Elogio ao Amor. M.E.C.

Porque o que é bom se deve ler muitas vezes, cá vai disto:
Há coisas que não são para se perceberem. Esta é uma delas.
Tenho uma coisa para dizer e não sei como hei-de dizê-la.
Muito do que se segue pode ser, por isso, incompreensível. A culpa é minha.
O que for incompreensível não é mesmo para se perceber. Não é por falta de clareza.
Serei muito claro.
Eu próprio percebo pouco do que tenho para dizer.
Mas tenho de dizê-lo.O que quero é fazer o elogio do amor puro.
Parece-me que já ninguém se apaixona de verdade.
Já ninguém quer viver um amor impossível.
Já ninguém aceita amar sem uma razão.
Hoje as pessoas apaixonam-se por uma questão de prática. Porque dá jeito.
Porque são colegas e estão ali mesmo ao lado.
Porque se dão bem e não se chateiam muito.Porque faz sentido.
Porque é mais barato, por causa da casa.
Por causa da cama.Por causa das cuecas e das calças e das contas da lavandaria.
Hoje em dia as pessoas fazem contratos pré-nupciais, discutem tudo de antemão, fazem planos e à mínima merdinha entram logo em "diálogo".
O amor passou a ser passível de ser combinado.Os amantes tornaram-se sócios.
Reúnem-se, discutem problemas, tomam decisões.
O amor transformou-se numa variante psico-sócio-bio-ecológica de camaradagem.
A paixão, que devia ser desmedida, é na medida do possível.
O amor tornou-se uma questão prática.
O resultado é que as pessoas, em vez de se apaixonarem de verdade, ficam "praticamente" apaixonadas.
Eu quero fazer o elogio do amor puro,
do amor cego,
do amor estúpido,
do amor doente,
do único amor verdadeiro que há, estou farto de conversas, farto de compreensões,
farto de conveniências de serviço.
Nunca vi namorados tão embrutecidos, tão cobardes e tão comodistas como os de hoje.
Incapazes de um gesto largo, de correr um risco, de um rasgo de ousadia, são uma raça de telefoneiros e capangas de cantina, malta do "tá bem, tudo bem", tomadores de bicas, alcançadores de compromissos, bananóides, borra-botas, matadores do romance, romanticidas.
Já ninguém se apaixona?
Já ninguém aceita a paixão pura, a saudade sem fim, a tristeza, o desequilíbrio, o medo, o custo, o amor, a doença que é como um cancro a comer-nos o coração e que nos canta no peito ao mesmo tempo?
O amor é uma coisa, a vida é outra.
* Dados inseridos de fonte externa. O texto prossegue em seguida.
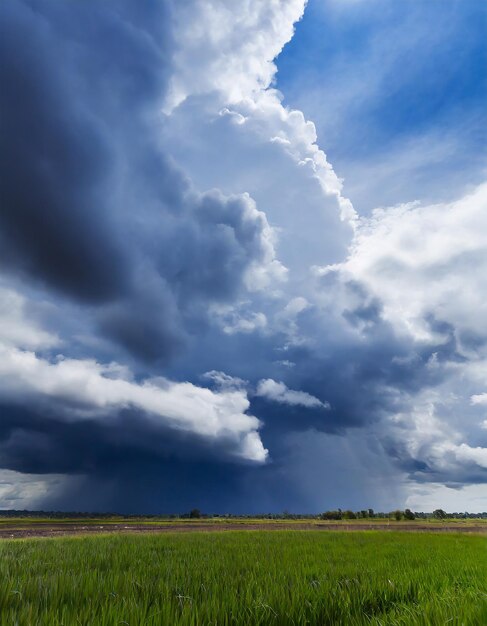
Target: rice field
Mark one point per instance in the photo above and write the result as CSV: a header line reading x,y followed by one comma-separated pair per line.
x,y
245,577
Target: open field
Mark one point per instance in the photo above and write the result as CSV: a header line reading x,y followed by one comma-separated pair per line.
x,y
12,528
249,578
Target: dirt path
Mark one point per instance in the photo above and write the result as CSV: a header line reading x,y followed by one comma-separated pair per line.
x,y
19,531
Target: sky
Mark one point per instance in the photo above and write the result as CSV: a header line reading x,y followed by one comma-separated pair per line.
x,y
243,255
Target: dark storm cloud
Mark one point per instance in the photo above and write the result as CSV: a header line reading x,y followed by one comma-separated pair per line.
x,y
96,217
91,205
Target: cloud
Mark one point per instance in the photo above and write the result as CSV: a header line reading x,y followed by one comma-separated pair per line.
x,y
180,219
86,389
278,392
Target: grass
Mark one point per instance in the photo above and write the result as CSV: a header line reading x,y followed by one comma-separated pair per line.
x,y
248,578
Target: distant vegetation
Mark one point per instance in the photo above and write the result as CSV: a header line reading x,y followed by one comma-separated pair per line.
x,y
195,513
258,578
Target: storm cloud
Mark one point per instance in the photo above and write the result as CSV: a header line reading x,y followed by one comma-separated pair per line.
x,y
192,312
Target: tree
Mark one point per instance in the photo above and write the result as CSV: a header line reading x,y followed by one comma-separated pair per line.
x,y
332,515
408,514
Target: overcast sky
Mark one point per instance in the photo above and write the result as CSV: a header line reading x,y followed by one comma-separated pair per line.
x,y
243,255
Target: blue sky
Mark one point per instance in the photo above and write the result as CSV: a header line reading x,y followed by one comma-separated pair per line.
x,y
195,309
394,81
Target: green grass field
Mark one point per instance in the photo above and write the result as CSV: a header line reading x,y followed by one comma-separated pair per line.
x,y
247,578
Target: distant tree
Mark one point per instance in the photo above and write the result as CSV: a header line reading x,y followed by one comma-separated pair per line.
x,y
332,515
408,514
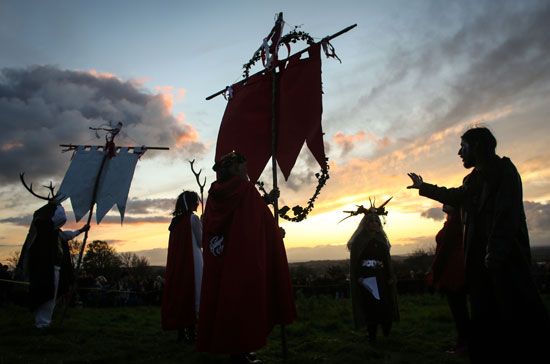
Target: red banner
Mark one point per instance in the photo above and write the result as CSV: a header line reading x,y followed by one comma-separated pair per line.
x,y
246,123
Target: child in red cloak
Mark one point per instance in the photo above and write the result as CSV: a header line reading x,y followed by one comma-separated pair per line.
x,y
182,286
246,281
447,275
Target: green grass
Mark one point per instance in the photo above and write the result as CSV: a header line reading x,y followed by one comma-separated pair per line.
x,y
322,334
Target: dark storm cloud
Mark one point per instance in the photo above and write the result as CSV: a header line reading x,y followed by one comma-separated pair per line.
x,y
497,57
435,213
43,106
538,221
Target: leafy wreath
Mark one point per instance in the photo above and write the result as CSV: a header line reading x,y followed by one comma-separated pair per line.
x,y
300,213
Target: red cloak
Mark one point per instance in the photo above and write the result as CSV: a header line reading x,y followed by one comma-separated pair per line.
x,y
246,290
448,265
178,296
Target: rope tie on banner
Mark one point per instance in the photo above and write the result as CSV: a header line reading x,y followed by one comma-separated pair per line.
x,y
15,282
329,50
228,93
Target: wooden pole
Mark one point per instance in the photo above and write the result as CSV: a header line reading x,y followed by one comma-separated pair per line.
x,y
274,90
328,38
72,146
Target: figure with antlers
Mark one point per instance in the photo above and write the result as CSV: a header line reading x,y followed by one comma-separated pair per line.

O amor não é para ser uma ajudinha.
Não é para ser o alívio, o repouso, o intervalo, a pancadinha nas costas, a pausa que refresca, o pronto-socorro da tortuosa estrada da vida, o nosso dá lá um jeitinho sentimental".
Odeio esta mania contemporânea por sopas e descanso.Odeio os novos casalinhos.
Para onde quer que se olhe, já não se vê romance, gritaria, maluquice, facada, abraços, flores.
O amor fechou a loja.Foi trespassada ao pessoal da pantufa e da serenidade.
Amor é amor.É essa beleza. É esse perigo.
O nosso amor não é para nos compreender, não é para nos ajudar, não é para nos fazer felizes. Tanto pode como não pode.Tanto faz.É uma questão de azar.
O nosso amor não é para nos amar, para nos levar de repente ao céu, a tempo ainda de apanhar um bocadinho de inferno aberto.O amor é uma coisa, a vida é outra.
A vida às vezes mata o amor.A "vidinha" é uma convivência assassina.
O amor puro não é um meio, não é um fim, não é um princípio, não é um destino.
O amor puro é uma condição.Tem tanto a ver com a vida de cada um como o clima.
O amor não se percebe...
Não é para perceber.O amor é um estado de quem se sente.
O amor é a nossa alma.É a nossa alma a desatar.
A desatar a correr atrás do que não sabe, não apanha, não larga, não compreende.
O amor é uma verdade.É por isso que a ilusão é necessária.A ilusão é bonita, não faz mal. Que se invente e minta e sonhe o que quiser.
O amor é uma coisa, a vida é outra.A realidade pode matar, o amor é mais bonito que a vida.
A vida que se lixe. Num momento, num olhar, o coração apanha-se para sempre.
Ama-se alguém. Por muito longe, por muito difícil, por muito desesperadamente.
O coração guarda o que se nos escapa das mãos.E durante o dia e durante a vida, quando não esta lá quem se ama, não é ela que nos acompanha - é o nosso amor, o amor que se lhe tem.
Não é para perceber. É sinal de amor puro não se perceber, amar e não se ter, querer e não guardar a esperança, doer sem ficar magoado, viver sozinho, triste, mas mais acompanhado de quem vive feliz.
Não se pode ceder. Não se pode resistir.
A vida é uma coisa, o amor é outra.A vida dura a Vida inteira, o amor não. Só um minuto de amor pode durar a vida inteira.E valê-la também."
Miguel Esteves Cardoso

O ( Meu ) fim de semana.







Piquenique. Praia. Sol. Calor.



Mais praia. Ninguém na praia.



Água quentinha. Só para mim.



Cervejas geladas. Pena, não serem só para mim.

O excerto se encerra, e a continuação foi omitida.